Suara Ustaz Sholihin yang empuk dan merdu membelah kesunyian. Surat Al-Hujurat ayat 13 yang dibacanya sangat menyentuh hati. Membuatku tersadar tentang makna kemuliaan. Lagi-lagi hatiku seperti dicabik-cabik ketika Ustaz Azam mengatakan bahwa kemuliaan manusia ada pada derajat ketakwaannya bukan pada kecantikan fisiknya, kekayaan harta bendanya, atau pangkat dan derajatnya.
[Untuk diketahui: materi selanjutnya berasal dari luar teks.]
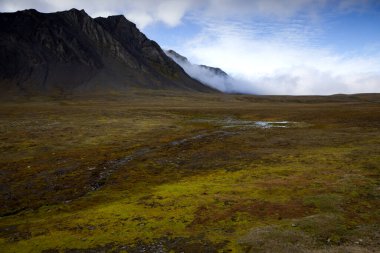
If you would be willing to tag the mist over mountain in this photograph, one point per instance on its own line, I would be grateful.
(211, 76)
(70, 52)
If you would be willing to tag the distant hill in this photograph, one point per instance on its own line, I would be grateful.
(211, 76)
(70, 52)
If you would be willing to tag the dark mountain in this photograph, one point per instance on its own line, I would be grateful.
(216, 71)
(68, 52)
(183, 60)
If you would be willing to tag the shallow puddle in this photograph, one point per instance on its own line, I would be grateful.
(233, 123)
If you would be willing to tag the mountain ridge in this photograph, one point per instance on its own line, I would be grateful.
(70, 52)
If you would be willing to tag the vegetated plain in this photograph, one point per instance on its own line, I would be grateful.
(171, 172)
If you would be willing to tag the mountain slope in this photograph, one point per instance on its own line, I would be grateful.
(69, 52)
(211, 76)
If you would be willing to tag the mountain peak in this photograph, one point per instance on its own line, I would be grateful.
(68, 52)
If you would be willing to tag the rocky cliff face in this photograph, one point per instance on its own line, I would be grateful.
(183, 60)
(68, 52)
(211, 76)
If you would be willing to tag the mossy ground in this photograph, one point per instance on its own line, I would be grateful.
(156, 173)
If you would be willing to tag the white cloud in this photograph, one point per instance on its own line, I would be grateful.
(171, 12)
(282, 56)
(274, 65)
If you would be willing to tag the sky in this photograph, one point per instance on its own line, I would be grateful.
(294, 47)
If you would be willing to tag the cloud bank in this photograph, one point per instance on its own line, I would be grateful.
(267, 46)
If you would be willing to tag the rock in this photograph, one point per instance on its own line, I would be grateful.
(70, 52)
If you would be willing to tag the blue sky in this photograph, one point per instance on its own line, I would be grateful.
(267, 46)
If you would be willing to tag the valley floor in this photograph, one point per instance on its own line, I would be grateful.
(166, 172)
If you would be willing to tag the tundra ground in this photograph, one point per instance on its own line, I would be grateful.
(166, 172)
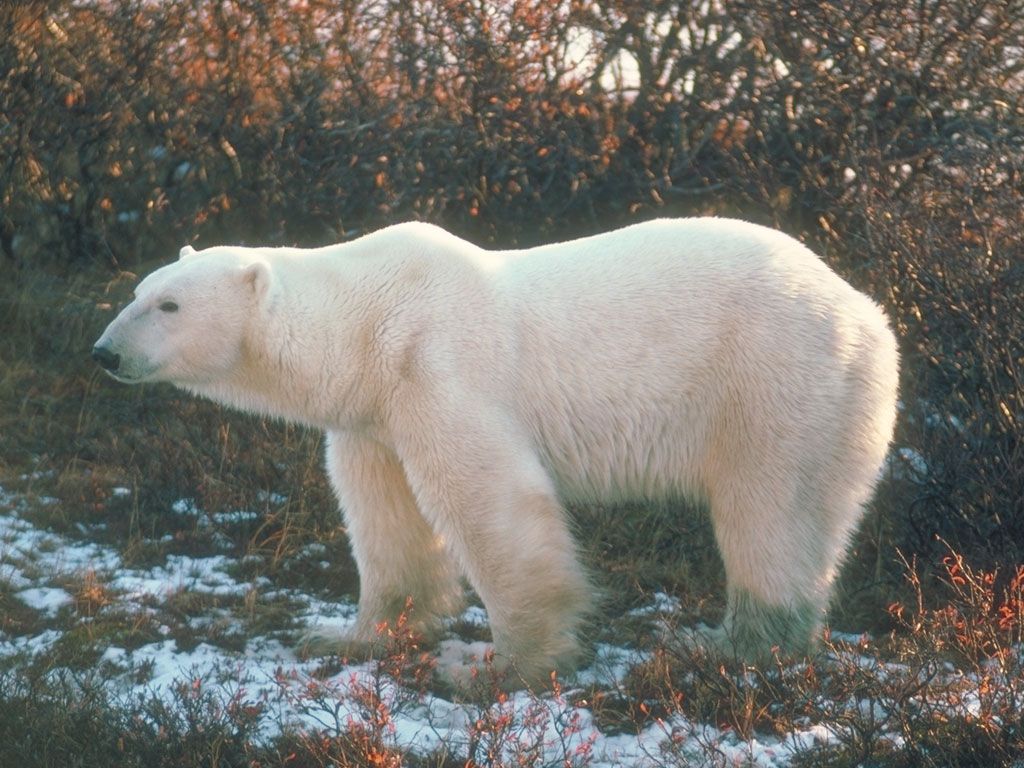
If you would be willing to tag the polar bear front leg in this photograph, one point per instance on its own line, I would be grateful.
(398, 555)
(485, 492)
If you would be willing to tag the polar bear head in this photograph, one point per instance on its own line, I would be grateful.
(188, 322)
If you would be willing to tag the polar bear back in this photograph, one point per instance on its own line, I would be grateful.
(641, 351)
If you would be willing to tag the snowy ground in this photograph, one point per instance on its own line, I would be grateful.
(34, 563)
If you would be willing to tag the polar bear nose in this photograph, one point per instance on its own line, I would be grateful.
(105, 357)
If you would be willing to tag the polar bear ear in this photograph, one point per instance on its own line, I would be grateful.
(257, 276)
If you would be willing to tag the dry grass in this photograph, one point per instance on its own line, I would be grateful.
(944, 687)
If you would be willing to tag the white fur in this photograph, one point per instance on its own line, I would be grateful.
(467, 394)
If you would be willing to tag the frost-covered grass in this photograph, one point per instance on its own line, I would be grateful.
(188, 660)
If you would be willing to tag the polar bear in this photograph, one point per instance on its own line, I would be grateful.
(468, 394)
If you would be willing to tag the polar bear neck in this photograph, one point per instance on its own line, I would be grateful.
(294, 365)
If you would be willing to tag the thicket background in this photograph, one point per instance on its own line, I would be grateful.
(888, 136)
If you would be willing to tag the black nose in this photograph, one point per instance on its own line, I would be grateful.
(105, 357)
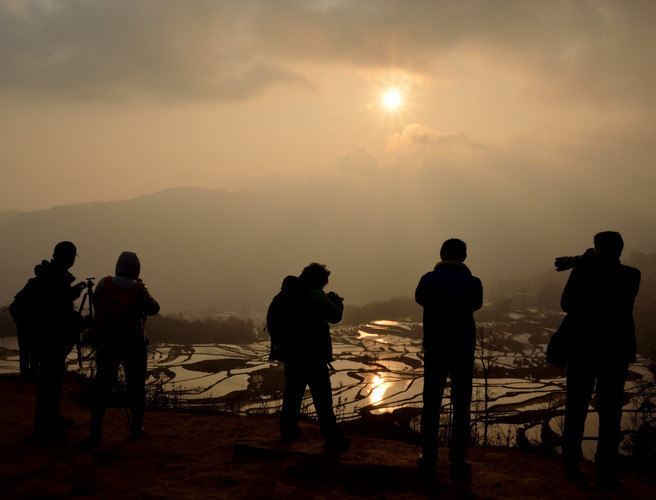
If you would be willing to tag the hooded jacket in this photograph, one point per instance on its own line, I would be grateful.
(122, 302)
(449, 295)
(57, 317)
(307, 330)
(598, 299)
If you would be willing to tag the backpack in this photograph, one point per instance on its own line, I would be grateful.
(29, 303)
(283, 323)
(118, 316)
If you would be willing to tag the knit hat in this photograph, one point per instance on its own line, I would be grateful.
(64, 250)
(128, 265)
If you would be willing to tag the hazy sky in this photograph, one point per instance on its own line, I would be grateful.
(539, 109)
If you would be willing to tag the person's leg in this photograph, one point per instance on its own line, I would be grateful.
(107, 363)
(292, 399)
(23, 350)
(47, 418)
(610, 399)
(580, 385)
(462, 369)
(135, 366)
(435, 375)
(322, 397)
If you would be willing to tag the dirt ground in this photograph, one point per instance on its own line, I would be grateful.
(203, 455)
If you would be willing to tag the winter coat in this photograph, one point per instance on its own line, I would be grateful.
(449, 295)
(598, 299)
(56, 323)
(308, 329)
(122, 303)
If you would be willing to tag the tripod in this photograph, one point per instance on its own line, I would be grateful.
(88, 295)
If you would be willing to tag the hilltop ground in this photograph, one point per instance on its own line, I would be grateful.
(201, 455)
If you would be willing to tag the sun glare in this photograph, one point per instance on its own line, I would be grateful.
(392, 99)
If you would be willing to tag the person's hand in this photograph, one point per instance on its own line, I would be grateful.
(335, 298)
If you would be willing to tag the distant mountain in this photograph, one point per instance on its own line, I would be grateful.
(206, 252)
(211, 250)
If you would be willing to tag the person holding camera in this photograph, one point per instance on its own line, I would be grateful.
(598, 299)
(449, 295)
(55, 323)
(308, 354)
(122, 303)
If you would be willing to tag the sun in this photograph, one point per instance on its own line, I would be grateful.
(392, 99)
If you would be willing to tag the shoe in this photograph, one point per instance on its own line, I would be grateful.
(460, 468)
(427, 466)
(50, 436)
(608, 482)
(66, 423)
(338, 445)
(138, 433)
(290, 435)
(573, 474)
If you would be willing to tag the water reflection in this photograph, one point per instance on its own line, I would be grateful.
(378, 389)
(378, 369)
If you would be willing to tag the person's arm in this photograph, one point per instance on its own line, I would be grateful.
(331, 311)
(477, 296)
(420, 292)
(150, 305)
(571, 300)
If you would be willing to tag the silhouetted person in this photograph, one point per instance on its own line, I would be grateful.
(449, 295)
(56, 336)
(122, 303)
(598, 299)
(308, 352)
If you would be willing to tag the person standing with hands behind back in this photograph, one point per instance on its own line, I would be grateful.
(449, 295)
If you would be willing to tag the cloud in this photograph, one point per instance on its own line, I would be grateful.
(236, 50)
(116, 49)
(416, 138)
(358, 162)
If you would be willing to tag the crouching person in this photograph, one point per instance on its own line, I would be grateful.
(122, 303)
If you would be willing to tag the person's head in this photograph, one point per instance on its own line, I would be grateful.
(315, 276)
(608, 245)
(128, 265)
(453, 249)
(64, 254)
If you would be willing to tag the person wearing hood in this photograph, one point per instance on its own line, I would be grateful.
(55, 332)
(598, 299)
(449, 295)
(122, 303)
(306, 349)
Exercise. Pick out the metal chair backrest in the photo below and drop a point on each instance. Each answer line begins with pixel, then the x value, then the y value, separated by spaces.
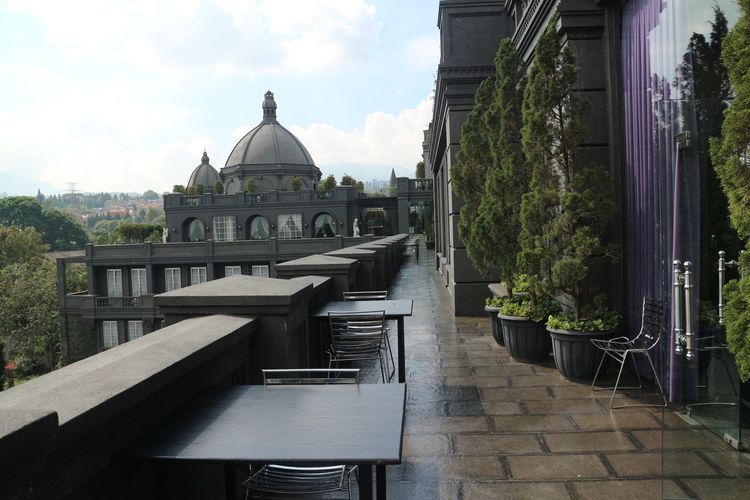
pixel 652 320
pixel 310 376
pixel 352 325
pixel 367 295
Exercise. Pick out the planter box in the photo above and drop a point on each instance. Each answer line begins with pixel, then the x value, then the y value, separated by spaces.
pixel 525 340
pixel 575 356
pixel 497 332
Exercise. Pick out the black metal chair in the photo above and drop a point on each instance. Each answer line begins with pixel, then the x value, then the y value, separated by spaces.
pixel 620 347
pixel 272 480
pixel 376 295
pixel 357 337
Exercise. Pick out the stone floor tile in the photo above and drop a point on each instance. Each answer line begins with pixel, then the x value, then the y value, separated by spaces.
pixel 516 490
pixel 459 468
pixel 513 393
pixel 695 439
pixel 446 424
pixel 541 467
pixel 501 408
pixel 616 420
pixel 532 423
pixel 719 489
pixel 426 444
pixel 589 441
pixel 537 380
pixel 624 490
pixel 495 444
pixel 730 462
pixel 567 406
pixel 490 381
pixel 679 464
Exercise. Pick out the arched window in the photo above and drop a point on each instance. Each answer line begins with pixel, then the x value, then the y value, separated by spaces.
pixel 196 231
pixel 325 227
pixel 259 228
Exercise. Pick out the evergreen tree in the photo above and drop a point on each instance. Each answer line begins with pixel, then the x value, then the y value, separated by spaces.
pixel 568 205
pixel 731 158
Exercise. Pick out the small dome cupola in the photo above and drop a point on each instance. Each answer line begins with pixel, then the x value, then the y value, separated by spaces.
pixel 204 174
pixel 269 108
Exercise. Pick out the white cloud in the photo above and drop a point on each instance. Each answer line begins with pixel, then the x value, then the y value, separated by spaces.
pixel 384 139
pixel 249 37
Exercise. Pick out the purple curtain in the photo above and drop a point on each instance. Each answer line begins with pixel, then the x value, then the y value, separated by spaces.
pixel 662 199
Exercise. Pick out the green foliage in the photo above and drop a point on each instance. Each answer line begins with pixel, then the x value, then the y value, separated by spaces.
pixel 150 195
pixel 591 320
pixel 131 232
pixel 490 173
pixel 328 183
pixel 59 230
pixel 731 158
pixel 29 320
pixel 522 306
pixel 419 173
pixel 18 245
pixel 568 206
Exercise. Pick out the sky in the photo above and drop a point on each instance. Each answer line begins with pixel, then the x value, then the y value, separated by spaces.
pixel 125 95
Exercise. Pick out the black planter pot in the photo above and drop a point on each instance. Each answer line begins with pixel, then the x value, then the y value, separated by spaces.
pixel 525 340
pixel 575 355
pixel 497 332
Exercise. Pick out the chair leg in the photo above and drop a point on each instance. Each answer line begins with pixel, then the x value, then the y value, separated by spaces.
pixel 593 384
pixel 656 377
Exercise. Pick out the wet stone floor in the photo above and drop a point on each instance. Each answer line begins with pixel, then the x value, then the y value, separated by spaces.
pixel 480 425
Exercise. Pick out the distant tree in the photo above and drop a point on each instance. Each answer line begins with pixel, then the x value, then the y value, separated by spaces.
pixel 420 170
pixel 328 183
pixel 29 320
pixel 20 245
pixel 348 180
pixel 138 233
pixel 150 195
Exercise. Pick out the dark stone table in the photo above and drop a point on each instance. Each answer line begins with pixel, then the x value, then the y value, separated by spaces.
pixel 394 309
pixel 352 424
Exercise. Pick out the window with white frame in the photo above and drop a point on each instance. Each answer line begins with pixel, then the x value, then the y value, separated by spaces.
pixel 225 228
pixel 114 282
pixel 172 279
pixel 290 226
pixel 138 282
pixel 232 270
pixel 197 275
pixel 261 271
pixel 109 334
pixel 135 329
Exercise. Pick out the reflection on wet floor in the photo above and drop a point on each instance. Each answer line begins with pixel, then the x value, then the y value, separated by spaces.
pixel 480 425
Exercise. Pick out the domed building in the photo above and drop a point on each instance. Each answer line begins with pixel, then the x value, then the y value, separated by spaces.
pixel 204 174
pixel 270 155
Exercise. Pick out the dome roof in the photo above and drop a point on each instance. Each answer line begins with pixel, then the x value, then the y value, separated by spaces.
pixel 204 174
pixel 269 143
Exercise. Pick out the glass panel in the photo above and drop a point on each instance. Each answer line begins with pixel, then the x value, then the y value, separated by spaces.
pixel 259 229
pixel 290 226
pixel 325 227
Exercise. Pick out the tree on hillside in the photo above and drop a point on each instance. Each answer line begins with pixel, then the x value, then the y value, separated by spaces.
pixel 328 183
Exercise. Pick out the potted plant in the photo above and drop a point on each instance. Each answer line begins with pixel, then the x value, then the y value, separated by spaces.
pixel 523 327
pixel 567 209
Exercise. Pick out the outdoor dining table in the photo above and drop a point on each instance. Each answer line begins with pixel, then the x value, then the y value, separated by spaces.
pixel 394 309
pixel 349 424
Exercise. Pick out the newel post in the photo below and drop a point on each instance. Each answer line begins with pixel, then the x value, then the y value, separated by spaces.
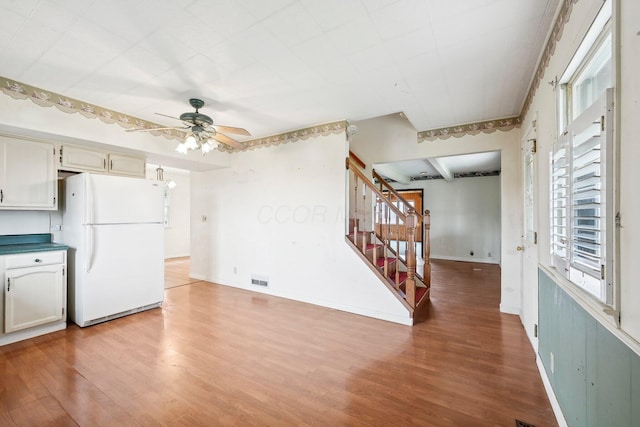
pixel 426 248
pixel 410 285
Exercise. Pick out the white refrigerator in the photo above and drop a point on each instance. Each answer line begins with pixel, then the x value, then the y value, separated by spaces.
pixel 114 228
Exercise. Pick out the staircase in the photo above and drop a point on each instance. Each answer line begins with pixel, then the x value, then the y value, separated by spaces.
pixel 383 230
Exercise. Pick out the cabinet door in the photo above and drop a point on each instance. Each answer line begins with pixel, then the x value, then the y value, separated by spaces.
pixel 33 296
pixel 74 158
pixel 126 165
pixel 27 175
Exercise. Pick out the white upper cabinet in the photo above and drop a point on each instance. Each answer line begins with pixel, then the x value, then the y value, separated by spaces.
pixel 75 158
pixel 126 165
pixel 28 175
pixel 78 159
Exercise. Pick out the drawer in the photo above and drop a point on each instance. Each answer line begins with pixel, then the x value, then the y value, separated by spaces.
pixel 33 259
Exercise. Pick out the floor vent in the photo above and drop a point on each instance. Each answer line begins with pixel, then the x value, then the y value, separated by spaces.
pixel 259 280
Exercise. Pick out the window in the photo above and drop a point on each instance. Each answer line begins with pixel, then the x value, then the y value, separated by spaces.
pixel 582 197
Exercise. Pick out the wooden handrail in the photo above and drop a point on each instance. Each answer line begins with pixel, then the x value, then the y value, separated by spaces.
pixel 357 160
pixel 373 188
pixel 385 205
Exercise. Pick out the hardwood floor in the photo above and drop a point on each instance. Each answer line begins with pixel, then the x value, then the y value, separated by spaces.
pixel 215 355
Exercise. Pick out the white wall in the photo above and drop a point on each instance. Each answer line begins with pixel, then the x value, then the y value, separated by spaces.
pixel 392 138
pixel 465 217
pixel 279 213
pixel 177 236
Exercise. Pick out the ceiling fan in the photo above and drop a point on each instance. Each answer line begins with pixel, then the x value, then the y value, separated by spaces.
pixel 201 132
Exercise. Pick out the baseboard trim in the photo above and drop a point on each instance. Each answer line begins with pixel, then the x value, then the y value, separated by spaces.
pixel 509 309
pixel 555 405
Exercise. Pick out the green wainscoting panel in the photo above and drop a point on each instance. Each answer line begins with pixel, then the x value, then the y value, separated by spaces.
pixel 595 376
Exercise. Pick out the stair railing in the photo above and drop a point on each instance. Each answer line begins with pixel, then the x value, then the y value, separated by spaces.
pixel 406 207
pixel 385 211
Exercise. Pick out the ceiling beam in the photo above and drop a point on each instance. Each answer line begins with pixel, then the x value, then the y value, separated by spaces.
pixel 391 172
pixel 441 168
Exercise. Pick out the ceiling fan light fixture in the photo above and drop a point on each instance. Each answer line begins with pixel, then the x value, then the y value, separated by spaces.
pixel 191 142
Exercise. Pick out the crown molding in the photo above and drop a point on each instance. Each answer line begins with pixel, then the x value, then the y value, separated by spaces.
pixel 45 98
pixel 507 124
pixel 294 136
pixel 556 34
pixel 459 131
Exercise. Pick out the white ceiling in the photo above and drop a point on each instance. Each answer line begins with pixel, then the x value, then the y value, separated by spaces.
pixel 447 167
pixel 278 65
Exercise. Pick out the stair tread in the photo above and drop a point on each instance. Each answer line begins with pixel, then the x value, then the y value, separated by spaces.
pixel 380 261
pixel 402 276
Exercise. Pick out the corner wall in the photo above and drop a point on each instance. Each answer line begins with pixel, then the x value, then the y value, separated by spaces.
pixel 392 138
pixel 278 215
pixel 465 217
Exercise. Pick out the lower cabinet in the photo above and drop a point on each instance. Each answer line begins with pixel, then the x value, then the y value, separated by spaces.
pixel 36 294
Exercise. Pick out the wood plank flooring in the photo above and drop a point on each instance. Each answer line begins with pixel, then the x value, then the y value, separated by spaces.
pixel 215 355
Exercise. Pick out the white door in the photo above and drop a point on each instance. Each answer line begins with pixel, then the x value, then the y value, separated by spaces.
pixel 529 246
pixel 123 200
pixel 124 269
pixel 33 296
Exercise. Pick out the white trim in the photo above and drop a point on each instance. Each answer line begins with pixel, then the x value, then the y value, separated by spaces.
pixel 31 333
pixel 555 405
pixel 510 310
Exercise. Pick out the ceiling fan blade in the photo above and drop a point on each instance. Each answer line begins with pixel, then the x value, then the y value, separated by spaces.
pixel 152 129
pixel 226 140
pixel 231 129
pixel 176 118
pixel 171 117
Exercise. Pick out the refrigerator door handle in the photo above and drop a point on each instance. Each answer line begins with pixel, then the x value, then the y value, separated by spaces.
pixel 88 260
pixel 88 191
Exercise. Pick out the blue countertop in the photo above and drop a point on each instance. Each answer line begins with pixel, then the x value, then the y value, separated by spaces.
pixel 23 243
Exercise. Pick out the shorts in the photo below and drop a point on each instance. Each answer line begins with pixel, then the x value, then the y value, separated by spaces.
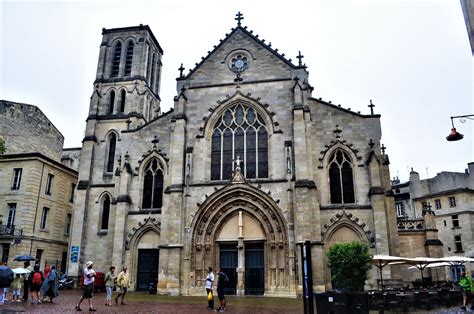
pixel 220 294
pixel 87 294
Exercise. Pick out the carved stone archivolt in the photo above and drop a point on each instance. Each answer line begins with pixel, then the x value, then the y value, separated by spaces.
pixel 346 219
pixel 219 208
pixel 148 224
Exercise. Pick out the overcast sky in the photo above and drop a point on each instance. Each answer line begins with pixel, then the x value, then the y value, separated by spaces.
pixel 411 57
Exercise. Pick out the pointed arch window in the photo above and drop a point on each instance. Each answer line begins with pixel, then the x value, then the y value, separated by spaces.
pixel 122 100
pixel 153 185
pixel 104 220
pixel 111 101
pixel 340 178
pixel 111 152
pixel 240 131
pixel 116 59
pixel 128 59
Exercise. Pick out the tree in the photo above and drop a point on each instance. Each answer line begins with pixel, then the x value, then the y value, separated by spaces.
pixel 2 146
pixel 350 265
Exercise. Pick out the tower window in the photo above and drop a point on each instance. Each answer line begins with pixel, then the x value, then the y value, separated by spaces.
pixel 111 102
pixel 122 100
pixel 340 178
pixel 111 153
pixel 128 59
pixel 153 185
pixel 239 132
pixel 116 59
pixel 104 224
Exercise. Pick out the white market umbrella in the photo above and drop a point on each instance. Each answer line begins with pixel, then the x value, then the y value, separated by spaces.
pixel 21 271
pixel 380 261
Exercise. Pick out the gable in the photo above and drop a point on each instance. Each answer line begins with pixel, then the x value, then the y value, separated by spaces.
pixel 264 62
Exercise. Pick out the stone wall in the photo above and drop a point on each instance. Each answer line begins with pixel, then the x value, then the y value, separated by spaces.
pixel 26 129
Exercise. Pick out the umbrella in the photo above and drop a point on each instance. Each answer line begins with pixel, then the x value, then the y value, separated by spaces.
pixel 380 261
pixel 20 270
pixel 22 258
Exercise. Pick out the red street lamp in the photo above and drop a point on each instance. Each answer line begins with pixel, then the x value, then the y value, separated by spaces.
pixel 455 135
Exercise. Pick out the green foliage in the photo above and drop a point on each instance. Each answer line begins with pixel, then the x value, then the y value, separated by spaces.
pixel 2 146
pixel 350 265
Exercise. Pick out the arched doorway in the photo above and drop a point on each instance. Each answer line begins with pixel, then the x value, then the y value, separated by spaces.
pixel 242 229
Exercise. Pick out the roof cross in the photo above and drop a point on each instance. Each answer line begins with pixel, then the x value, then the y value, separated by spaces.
pixel 371 107
pixel 299 57
pixel 239 17
pixel 181 69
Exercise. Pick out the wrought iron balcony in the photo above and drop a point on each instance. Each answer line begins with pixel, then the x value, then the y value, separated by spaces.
pixel 411 225
pixel 10 230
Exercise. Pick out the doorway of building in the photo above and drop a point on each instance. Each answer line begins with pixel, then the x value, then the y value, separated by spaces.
pixel 147 270
pixel 254 269
pixel 228 263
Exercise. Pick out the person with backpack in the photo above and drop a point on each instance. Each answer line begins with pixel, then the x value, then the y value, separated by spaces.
pixel 222 281
pixel 36 282
pixel 465 283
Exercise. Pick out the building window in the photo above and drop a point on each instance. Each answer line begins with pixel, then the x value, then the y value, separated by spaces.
pixel 458 243
pixel 49 184
pixel 128 59
pixel 16 178
pixel 122 100
pixel 455 220
pixel 340 178
pixel 111 152
pixel 239 132
pixel 104 224
pixel 44 218
pixel 111 102
pixel 153 185
pixel 116 59
pixel 11 214
pixel 452 201
pixel 400 207
pixel 71 196
pixel 68 224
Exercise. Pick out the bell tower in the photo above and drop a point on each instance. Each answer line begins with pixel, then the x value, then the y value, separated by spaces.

Kutundukkan kepala sambil berhitung betapa banyak aku berbuat dosa sejak akal balig. Berapa jumlah kebaikan yang kulakukan dengan ikhlas dan berapa yang tidak ikhlas. Untuk menyandang predikat mulia di hadapan Allah, diriku nampaknya seperti peribahasa ‘jauh panggang dari api’.
Namun, biarlah terlambat daripada tidak sama sekali. Semoga masih ada kesempatan bagiku untuk berbuat baik.